O resultado não foi propriamente uma surpresa: a Finlândia ficou em primeiro lugar e o Brasil em último. Apesar de algo esperado, tanto em uma ponta como na outra, esse novo último lugar não deixa de ser, mais uma vez, desolador. Mas é algo lógico, para um país que investe de maneira inadequada e ineficaz na educação pública e que teve, até pouco tempo, um governo que disseminava e sustentava notícias falsas e que criou uma legião de seguidores nos executivos estaduais e municipais, além de diversas lideranças negacionistas no legislativo e mesmo no judiciário. O fato é que pouco mais da metade dos entrevistados brasileiros reconheceram a diferença entre notícias falsas e verdadeiras, enquanto na Finlândia o acerto foi de quase 70%. Mais curioso ainda é que, enquanto no Brasil a pesquisa não gerou nenhum comentário oficial nem suscitou qualquer debate no Parlamento, na Finlândia o índice é visto com preocupação e provocou várias discussões sobre as razões e as possíveis soluções para reduzir esse índice de desinformação de mais de 30%.
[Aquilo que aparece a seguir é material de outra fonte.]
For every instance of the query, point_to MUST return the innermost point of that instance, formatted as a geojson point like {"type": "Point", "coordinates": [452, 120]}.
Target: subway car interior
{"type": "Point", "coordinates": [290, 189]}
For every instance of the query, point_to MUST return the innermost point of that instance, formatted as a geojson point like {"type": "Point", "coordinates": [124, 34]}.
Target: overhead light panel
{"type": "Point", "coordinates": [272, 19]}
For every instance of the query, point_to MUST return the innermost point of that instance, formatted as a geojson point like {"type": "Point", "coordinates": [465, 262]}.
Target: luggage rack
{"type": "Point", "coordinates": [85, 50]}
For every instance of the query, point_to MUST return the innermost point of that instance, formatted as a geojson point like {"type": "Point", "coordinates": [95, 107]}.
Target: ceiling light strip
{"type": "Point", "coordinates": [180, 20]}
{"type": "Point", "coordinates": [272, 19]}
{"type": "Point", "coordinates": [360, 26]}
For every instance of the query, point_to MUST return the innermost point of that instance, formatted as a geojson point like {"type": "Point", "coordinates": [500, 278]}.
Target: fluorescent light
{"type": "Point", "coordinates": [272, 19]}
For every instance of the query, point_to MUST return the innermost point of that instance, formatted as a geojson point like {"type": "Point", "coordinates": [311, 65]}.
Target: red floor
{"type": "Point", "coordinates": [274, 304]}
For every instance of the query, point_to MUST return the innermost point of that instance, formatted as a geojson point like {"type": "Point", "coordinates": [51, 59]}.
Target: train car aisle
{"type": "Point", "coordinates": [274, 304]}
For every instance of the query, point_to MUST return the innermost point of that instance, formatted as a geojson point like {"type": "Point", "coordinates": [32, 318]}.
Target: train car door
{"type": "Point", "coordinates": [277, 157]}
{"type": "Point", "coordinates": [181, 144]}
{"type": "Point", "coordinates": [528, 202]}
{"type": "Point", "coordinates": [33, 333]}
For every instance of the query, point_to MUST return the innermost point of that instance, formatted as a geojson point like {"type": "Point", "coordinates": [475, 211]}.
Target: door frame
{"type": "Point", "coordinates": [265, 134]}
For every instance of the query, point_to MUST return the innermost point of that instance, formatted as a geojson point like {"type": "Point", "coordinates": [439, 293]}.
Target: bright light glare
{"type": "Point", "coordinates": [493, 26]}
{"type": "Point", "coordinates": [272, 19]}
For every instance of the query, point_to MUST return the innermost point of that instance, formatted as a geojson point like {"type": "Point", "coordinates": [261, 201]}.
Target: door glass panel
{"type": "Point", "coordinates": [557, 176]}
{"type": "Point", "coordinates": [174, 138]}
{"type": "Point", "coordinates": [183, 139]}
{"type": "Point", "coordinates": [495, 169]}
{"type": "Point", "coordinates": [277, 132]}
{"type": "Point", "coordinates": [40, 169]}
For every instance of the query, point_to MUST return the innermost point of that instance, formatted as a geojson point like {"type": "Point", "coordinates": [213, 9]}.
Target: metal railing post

Um fator já pode ser destacado: enquanto na América Latina, mais de 85% das pessoas sempre ou quase sempre tomam conhecimento das notícias por meio das redes sociais, em países como Alemanha, Japão e Reino Unido esse índice cai para menos de 60%, e nos países nórdicos esse índice é ainda menor. Isto é: buscar notícias nos órgãos profissionais de notícias parece ser um caminho importante para reverter a epidemia de desinformação e negacionismo que afeta a saúde pública de países como o Brasil. Como diz o relatório da OCDE, os cidadãos da América Latina precisam de uma alfabetização em mídias sociais, e a primeira lição é: o que se afirma no seu grupo de whatsapp só é relevante e digno de compartilhamento se for aferido nas redes nacionais e internacionais de notícias. Ainda está gravado na memória dos brasileiros a patuscada do povo nas ruas gritando “vivas e améns” diante da “notícia” da prisão do ministro Alexandre de Morais. O fato de algo que cai na sua rede social ser do seu agrado não implica que é verdadeira.
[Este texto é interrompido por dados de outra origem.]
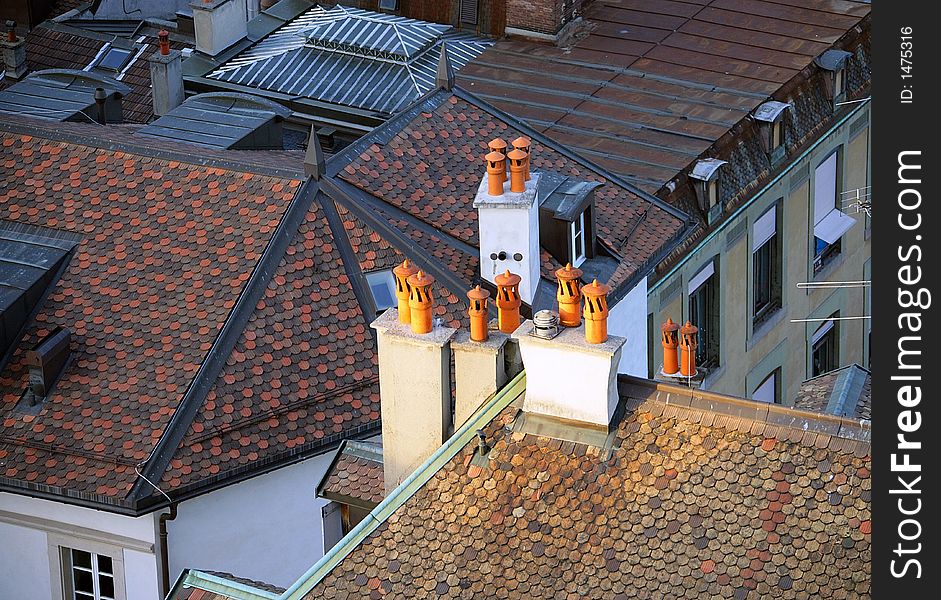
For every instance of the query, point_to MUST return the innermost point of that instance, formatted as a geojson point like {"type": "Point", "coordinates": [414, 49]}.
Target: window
{"type": "Point", "coordinates": [766, 266]}
{"type": "Point", "coordinates": [87, 576]}
{"type": "Point", "coordinates": [382, 286]}
{"type": "Point", "coordinates": [767, 390]}
{"type": "Point", "coordinates": [829, 222]}
{"type": "Point", "coordinates": [113, 59]}
{"type": "Point", "coordinates": [704, 314]}
{"type": "Point", "coordinates": [577, 247]}
{"type": "Point", "coordinates": [823, 349]}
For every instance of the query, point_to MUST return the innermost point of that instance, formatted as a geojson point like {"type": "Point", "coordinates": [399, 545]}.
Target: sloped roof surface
{"type": "Point", "coordinates": [167, 247]}
{"type": "Point", "coordinates": [649, 85]}
{"type": "Point", "coordinates": [363, 60]}
{"type": "Point", "coordinates": [687, 503]}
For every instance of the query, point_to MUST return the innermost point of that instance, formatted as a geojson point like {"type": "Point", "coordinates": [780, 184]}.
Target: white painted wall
{"type": "Point", "coordinates": [26, 525]}
{"type": "Point", "coordinates": [628, 318]}
{"type": "Point", "coordinates": [267, 528]}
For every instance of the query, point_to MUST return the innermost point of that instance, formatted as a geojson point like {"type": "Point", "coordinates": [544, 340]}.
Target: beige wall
{"type": "Point", "coordinates": [748, 355]}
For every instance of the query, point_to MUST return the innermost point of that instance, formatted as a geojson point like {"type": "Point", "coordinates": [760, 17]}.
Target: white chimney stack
{"type": "Point", "coordinates": [218, 24]}
{"type": "Point", "coordinates": [166, 76]}
{"type": "Point", "coordinates": [508, 219]}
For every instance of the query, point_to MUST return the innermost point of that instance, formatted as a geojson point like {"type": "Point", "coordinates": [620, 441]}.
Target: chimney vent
{"type": "Point", "coordinates": [478, 314]}
{"type": "Point", "coordinates": [518, 160]}
{"type": "Point", "coordinates": [14, 53]}
{"type": "Point", "coordinates": [688, 343]}
{"type": "Point", "coordinates": [545, 324]}
{"type": "Point", "coordinates": [569, 296]}
{"type": "Point", "coordinates": [46, 361]}
{"type": "Point", "coordinates": [508, 301]}
{"type": "Point", "coordinates": [670, 342]}
{"type": "Point", "coordinates": [596, 312]}
{"type": "Point", "coordinates": [421, 302]}
{"type": "Point", "coordinates": [403, 289]}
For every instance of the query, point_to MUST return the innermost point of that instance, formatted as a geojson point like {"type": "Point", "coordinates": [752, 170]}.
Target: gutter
{"type": "Point", "coordinates": [407, 489]}
{"type": "Point", "coordinates": [756, 195]}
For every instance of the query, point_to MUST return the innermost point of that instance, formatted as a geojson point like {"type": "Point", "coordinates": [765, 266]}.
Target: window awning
{"type": "Point", "coordinates": [833, 226]}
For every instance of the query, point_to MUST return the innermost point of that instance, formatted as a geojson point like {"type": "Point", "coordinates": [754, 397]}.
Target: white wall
{"type": "Point", "coordinates": [268, 528]}
{"type": "Point", "coordinates": [26, 525]}
{"type": "Point", "coordinates": [628, 318]}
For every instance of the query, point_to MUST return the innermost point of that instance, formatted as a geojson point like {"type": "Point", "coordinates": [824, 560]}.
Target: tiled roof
{"type": "Point", "coordinates": [648, 86]}
{"type": "Point", "coordinates": [68, 48]}
{"type": "Point", "coordinates": [167, 248]}
{"type": "Point", "coordinates": [685, 503]}
{"type": "Point", "coordinates": [845, 392]}
{"type": "Point", "coordinates": [428, 163]}
{"type": "Point", "coordinates": [355, 475]}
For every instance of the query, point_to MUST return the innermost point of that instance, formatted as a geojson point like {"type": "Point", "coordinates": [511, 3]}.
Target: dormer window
{"type": "Point", "coordinates": [705, 178]}
{"type": "Point", "coordinates": [833, 63]}
{"type": "Point", "coordinates": [770, 118]}
{"type": "Point", "coordinates": [566, 219]}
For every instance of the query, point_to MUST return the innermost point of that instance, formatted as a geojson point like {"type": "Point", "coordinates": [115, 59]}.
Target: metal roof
{"type": "Point", "coordinates": [59, 95]}
{"type": "Point", "coordinates": [351, 57]}
{"type": "Point", "coordinates": [222, 120]}
{"type": "Point", "coordinates": [31, 259]}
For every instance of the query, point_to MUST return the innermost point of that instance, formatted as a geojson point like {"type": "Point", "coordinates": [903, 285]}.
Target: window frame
{"type": "Point", "coordinates": [702, 304]}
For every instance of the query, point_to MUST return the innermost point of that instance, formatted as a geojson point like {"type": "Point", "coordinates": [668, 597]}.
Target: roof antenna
{"type": "Point", "coordinates": [314, 163]}
{"type": "Point", "coordinates": [445, 76]}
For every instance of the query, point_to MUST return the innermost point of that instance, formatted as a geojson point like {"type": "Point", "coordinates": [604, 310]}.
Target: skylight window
{"type": "Point", "coordinates": [114, 59]}
{"type": "Point", "coordinates": [382, 286]}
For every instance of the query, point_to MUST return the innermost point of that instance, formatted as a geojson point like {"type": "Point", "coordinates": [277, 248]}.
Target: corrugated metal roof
{"type": "Point", "coordinates": [351, 57]}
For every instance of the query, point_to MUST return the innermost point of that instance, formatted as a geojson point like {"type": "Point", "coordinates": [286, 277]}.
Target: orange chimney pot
{"type": "Point", "coordinates": [164, 41]}
{"type": "Point", "coordinates": [421, 302]}
{"type": "Point", "coordinates": [496, 173]}
{"type": "Point", "coordinates": [596, 312]}
{"type": "Point", "coordinates": [523, 144]}
{"type": "Point", "coordinates": [508, 301]}
{"type": "Point", "coordinates": [569, 296]}
{"type": "Point", "coordinates": [403, 289]}
{"type": "Point", "coordinates": [688, 343]}
{"type": "Point", "coordinates": [671, 342]}
{"type": "Point", "coordinates": [478, 314]}
{"type": "Point", "coordinates": [517, 170]}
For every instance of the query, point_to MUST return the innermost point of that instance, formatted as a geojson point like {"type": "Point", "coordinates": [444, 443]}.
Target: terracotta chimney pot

Mais uma vez a Finlândia, que por sete anos seguidos é considerado o país mais feliz do mundo, mostra que essa tranquilidade toda é também fruto de uma atividade de cuidado com as informações que circulam para saber quais que merecem crédito e quais que não contribuem para o bem comum. A Educação para a cidadania somado à transparência dos agentes públicos funcionam como um círculo virtuoso de confiança e reciprocidade, criando um ambiente de cooperação que torna a vida mais propositiva e satisfatória nesses países. Por aqui, a equação é a mesma, mas com o sinal invertido. Desconfiança somada com má fé e com baixa capacidade de análise crítica, fazem com que o exercício da governança no Brasil seja um desafio não só em relação aos problemas reais como, principalmente, de enfrentamento das crises provocadas nas redes sociais. E haja energia e resiliência para superar tudo isso.
Porém, a
melhor forma de resolver um problema é ir em direção a ele. E no nosso caso
isso significa, em primeiro lugar, regular o uso adequado das redes sociais,
criminalizando os que se valem dela para deturpar ou simplesmente inventar
fatos que visam manipular a opinião dos cidadãos. O caso das urnas eletrônicas
é um exemplo importante para balizar a ação do judiciário e proteger nossa
democracia, já tão deficitária, mas ainda capaz de manter seus fundamentos em
“on”. Pelo menos por enquanto. Que o trabalho dos pesquisadores e o impacto de
mais esse desconcertante último lugar desperte as lideranças políticas e
jurídicas para uma obviedade que precisa ser modificada urgentemente: se nós
brasileiros estamos em último lugar é porque todos os demais países têm
soluções melhores do que as nossas nesse momento. Aprender com eles e
implementar essas soluções é fundamental para garantir que não haja o próximo
golpe ou que, pelo menos, ele fracasse novamente.
Autor:
Daniel Medeiros é professor e consultor na área de humanidades, advogado e
historiador, Mestre e Doutor em Educação Histórica pela UFPR. Publicado no Site
Neomondo.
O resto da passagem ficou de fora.